Getting settled into suitable accommodation took some time to sort out. Money was quicker – though by no means automatic. The Select Committee report on the Civil List was delivered promptly on December 11th, and discussed on the floor of the House six days later. The debate – as the Manchester Guardian put it – was of ‘peculiar interest’.7 Against the background of the Wedding on the one hand, and the split vote in the Committee on the other, it provided the first opportunity since the Abdication for a proper public exploration of the role and function of the Monarchy. It was also an exercise in temperature taking: for the vote was a free one, and the House, with its large Labour majority, was as far tilted away from automatic monarchism as at any time since 1918.
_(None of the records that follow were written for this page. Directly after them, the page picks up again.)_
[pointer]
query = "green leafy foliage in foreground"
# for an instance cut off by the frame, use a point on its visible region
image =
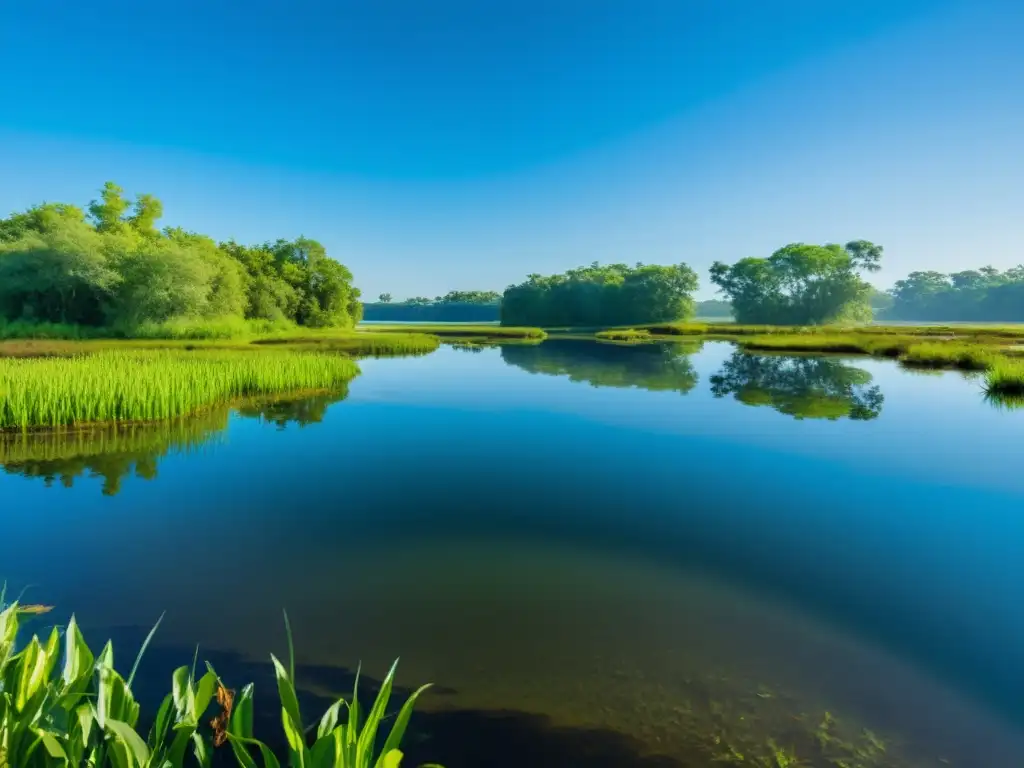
(459, 331)
(119, 386)
(596, 295)
(801, 284)
(113, 269)
(81, 713)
Conservatives and Liberals supported the report proposals. The difficulty was on the Government side. Sir Stafford Cripps, moving the acceptance of the report, spoke of the importance of the functions the Princess and Duke had to perform, and of the proof of that importance provided by ‘the intense interest and enthusiasm displayed by all sections of the population at the time of their marriage’. For the Conservatives, Anthony Eden reminded the House that the British ambassador in Washington spent £20,000 a year just on entertaining. Labour left-wingers responded with arguments that were to become staple fare on such occasions. There was talk of the excessive cost of the ‘servants and hangers-on of the Court,’ and of ‘spivs and drones and butterflies’ around the royal couple. A Scottish MP compared the Duke’s £10,000 (‘in addition to a cushy job at the Admiralty’) with the forty shillings a week paid to men blinded in the war. Others suggested that the ‘Scandinavian type’ of monarchy was cheaper and better.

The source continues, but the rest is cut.